Toktogul Reservoir (Токтогул суу сактагычы, /ky/; Токтогульское водохранилище) is the largest of the reservoirs on the path of the Naryn River, a northern tributary of the Syr Darya. The reservoir has total capacity of 19.5 km3, of which 14 km3 is active capacity. Its length is 65 km and its surface area is 284.3 km2. The maximal depth of the reservoir is 120 m.

The city of Kara-Köl, south of the reservoir (downstream from its dam) housed the dam construction workers, and currently is home to the hydro power plant staff. The city of Toktogul is located north of the reservoir.

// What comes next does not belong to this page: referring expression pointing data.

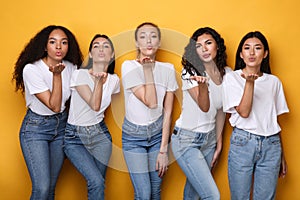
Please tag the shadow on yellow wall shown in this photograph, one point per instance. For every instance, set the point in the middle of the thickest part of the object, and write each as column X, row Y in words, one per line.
column 279, row 21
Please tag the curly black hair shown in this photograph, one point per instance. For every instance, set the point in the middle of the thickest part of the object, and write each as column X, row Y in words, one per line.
column 190, row 59
column 265, row 65
column 35, row 50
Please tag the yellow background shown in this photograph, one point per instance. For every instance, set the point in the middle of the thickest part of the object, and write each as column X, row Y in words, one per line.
column 21, row 20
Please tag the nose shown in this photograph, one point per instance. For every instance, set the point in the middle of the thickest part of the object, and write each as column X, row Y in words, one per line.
column 252, row 51
column 204, row 48
column 149, row 40
column 58, row 46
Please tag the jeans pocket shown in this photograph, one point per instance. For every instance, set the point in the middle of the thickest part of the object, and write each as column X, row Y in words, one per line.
column 239, row 139
column 186, row 140
column 129, row 129
column 274, row 140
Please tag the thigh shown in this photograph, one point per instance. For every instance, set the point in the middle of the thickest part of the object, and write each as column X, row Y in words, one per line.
column 101, row 145
column 36, row 155
column 241, row 161
column 267, row 169
column 193, row 164
column 83, row 161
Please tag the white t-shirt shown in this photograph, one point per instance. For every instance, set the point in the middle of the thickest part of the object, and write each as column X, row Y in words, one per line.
column 80, row 113
column 268, row 102
column 132, row 75
column 37, row 78
column 192, row 118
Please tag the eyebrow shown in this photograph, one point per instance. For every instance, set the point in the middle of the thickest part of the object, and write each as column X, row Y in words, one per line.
column 99, row 43
column 150, row 32
column 53, row 38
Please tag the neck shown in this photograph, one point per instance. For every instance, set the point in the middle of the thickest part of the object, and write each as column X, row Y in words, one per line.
column 211, row 67
column 252, row 70
column 50, row 62
column 141, row 57
column 99, row 67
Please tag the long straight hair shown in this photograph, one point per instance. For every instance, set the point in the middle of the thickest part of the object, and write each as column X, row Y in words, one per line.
column 265, row 64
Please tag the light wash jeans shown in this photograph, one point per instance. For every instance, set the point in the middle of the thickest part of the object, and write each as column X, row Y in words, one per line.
column 141, row 145
column 41, row 139
column 89, row 149
column 193, row 152
column 253, row 157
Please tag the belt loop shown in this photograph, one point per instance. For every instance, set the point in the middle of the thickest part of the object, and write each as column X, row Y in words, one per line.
column 175, row 132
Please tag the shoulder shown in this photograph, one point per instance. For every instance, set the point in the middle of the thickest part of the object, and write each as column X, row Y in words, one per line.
column 165, row 64
column 33, row 67
column 70, row 66
column 273, row 78
column 232, row 76
column 114, row 77
column 129, row 63
column 227, row 69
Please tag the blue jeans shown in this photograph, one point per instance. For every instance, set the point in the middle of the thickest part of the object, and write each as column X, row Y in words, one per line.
column 89, row 149
column 253, row 157
column 41, row 139
column 193, row 152
column 141, row 145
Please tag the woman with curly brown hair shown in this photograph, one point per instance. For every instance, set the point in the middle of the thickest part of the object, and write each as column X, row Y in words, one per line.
column 197, row 137
column 43, row 71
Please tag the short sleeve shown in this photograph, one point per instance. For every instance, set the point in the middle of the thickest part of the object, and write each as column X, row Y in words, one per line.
column 172, row 83
column 79, row 77
column 132, row 75
column 281, row 104
column 186, row 82
column 117, row 84
column 33, row 80
column 232, row 91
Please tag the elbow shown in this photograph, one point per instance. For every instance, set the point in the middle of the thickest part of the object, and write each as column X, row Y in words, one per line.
column 244, row 115
column 204, row 107
column 151, row 104
column 56, row 110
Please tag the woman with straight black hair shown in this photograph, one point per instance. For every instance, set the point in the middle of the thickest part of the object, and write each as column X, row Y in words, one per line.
column 254, row 98
column 88, row 143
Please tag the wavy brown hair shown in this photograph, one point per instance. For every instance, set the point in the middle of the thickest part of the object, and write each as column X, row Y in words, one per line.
column 35, row 50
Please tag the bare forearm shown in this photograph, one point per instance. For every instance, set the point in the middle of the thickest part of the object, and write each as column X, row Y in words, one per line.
column 56, row 94
column 245, row 106
column 203, row 97
column 96, row 96
column 150, row 90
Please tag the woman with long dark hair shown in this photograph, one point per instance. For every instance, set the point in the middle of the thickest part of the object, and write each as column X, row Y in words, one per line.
column 43, row 72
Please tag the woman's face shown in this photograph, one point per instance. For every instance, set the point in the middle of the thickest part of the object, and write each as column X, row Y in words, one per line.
column 57, row 46
column 101, row 51
column 253, row 52
column 206, row 48
column 148, row 41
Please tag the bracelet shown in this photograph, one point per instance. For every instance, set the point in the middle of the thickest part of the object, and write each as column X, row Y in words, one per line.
column 161, row 152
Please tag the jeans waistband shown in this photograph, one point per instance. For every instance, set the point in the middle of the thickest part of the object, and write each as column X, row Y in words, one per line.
column 29, row 111
column 177, row 130
column 255, row 135
column 157, row 123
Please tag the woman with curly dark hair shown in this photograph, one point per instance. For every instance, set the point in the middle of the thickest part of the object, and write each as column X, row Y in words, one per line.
column 43, row 72
column 254, row 98
column 197, row 137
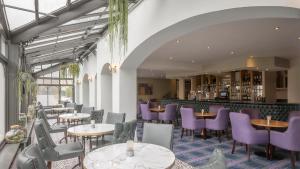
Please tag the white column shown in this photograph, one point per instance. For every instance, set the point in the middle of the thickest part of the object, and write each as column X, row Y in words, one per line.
column 181, row 88
column 294, row 81
column 124, row 93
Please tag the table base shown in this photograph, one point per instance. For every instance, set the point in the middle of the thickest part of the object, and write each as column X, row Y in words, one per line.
column 275, row 156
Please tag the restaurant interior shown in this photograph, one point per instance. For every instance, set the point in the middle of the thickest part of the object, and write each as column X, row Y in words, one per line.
column 149, row 84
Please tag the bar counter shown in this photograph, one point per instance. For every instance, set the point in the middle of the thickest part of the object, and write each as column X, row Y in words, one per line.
column 279, row 111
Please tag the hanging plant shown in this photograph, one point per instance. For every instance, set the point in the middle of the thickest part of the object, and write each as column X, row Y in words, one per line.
column 72, row 69
column 118, row 24
column 26, row 84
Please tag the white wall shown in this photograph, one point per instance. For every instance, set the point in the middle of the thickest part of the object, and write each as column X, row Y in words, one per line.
column 155, row 22
column 89, row 68
column 294, row 81
column 2, row 102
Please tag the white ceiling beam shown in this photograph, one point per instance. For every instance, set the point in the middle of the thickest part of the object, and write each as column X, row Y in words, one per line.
column 66, row 60
column 28, row 10
column 36, row 6
column 63, row 45
column 64, row 15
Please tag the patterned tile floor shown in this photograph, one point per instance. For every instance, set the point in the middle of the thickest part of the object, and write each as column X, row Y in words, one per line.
column 195, row 153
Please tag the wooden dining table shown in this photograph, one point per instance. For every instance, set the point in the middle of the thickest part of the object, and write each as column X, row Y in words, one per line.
column 205, row 115
column 273, row 124
column 157, row 110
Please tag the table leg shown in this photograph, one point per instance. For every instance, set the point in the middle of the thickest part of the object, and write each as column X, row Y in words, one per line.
column 91, row 146
column 83, row 142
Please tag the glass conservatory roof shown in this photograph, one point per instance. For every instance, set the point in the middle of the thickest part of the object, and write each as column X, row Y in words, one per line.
column 71, row 39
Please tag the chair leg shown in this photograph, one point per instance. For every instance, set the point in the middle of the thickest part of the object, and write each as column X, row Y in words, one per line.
column 193, row 134
column 182, row 131
column 293, row 161
column 249, row 151
column 66, row 136
column 49, row 164
column 219, row 136
column 233, row 147
column 227, row 133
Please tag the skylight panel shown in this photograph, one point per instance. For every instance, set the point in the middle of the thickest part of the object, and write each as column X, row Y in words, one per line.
column 17, row 18
column 49, row 6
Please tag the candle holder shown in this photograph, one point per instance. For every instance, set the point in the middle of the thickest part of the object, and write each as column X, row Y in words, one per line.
column 130, row 151
column 269, row 118
column 93, row 123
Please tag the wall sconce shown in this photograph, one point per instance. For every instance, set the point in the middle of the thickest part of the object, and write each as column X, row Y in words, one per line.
column 113, row 68
column 90, row 78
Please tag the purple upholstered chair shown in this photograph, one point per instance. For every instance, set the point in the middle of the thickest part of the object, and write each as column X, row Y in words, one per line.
column 189, row 106
column 190, row 122
column 169, row 114
column 288, row 140
column 243, row 132
column 253, row 113
column 147, row 114
column 293, row 114
column 215, row 108
column 220, row 122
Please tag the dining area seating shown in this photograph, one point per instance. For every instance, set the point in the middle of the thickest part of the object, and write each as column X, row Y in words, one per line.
column 248, row 129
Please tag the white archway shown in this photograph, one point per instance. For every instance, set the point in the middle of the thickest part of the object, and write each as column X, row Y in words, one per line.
column 96, row 91
column 85, row 91
column 2, row 102
column 149, row 39
column 106, row 88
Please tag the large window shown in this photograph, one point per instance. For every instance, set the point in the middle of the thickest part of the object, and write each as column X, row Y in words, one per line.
column 2, row 102
column 53, row 89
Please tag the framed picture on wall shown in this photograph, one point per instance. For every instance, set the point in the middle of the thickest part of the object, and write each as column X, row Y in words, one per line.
column 145, row 89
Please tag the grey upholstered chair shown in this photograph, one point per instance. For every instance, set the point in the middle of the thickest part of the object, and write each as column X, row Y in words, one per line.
column 78, row 107
column 31, row 158
column 216, row 161
column 159, row 134
column 113, row 118
column 97, row 115
column 53, row 128
column 51, row 151
column 124, row 132
column 87, row 110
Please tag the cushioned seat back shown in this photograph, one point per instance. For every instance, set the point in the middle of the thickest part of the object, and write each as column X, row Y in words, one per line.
column 78, row 107
column 113, row 118
column 124, row 132
column 31, row 158
column 159, row 134
column 72, row 105
column 42, row 115
column 87, row 110
column 45, row 142
column 97, row 115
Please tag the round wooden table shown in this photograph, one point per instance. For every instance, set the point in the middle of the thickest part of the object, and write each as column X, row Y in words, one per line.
column 145, row 156
column 71, row 117
column 157, row 110
column 205, row 116
column 272, row 124
column 87, row 131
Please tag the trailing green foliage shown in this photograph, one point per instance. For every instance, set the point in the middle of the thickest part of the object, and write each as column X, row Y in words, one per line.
column 26, row 84
column 72, row 69
column 118, row 24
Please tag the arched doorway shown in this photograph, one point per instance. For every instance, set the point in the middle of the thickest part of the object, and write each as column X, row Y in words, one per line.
column 106, row 88
column 2, row 102
column 96, row 91
column 85, row 91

==Environmental and Social Impact==

The reservoir was created in 1976 after construction works on the dam were completed and the Ketmen-Töbö Valley was flooded. The reservoir flooded more than 26 thousand hectares of land, of which 21.2 thousand hectares of agricultural land, 26 communities including large settlement Toktogul were displaced and the main road through the region was re-routed. Archaeologists excavated barrows from Saka times before the sites were lost.

==2009 crisis==
Toktogul Reservoir had a critically low water level in 2009. A cold dry winter, combined with water sales to foreign countries as well as increased domestic demand left the reservoir at a fraction of its capacity. Electrical rationing had to be employed throughout the entire country with outages lasting up to 11 hours every day.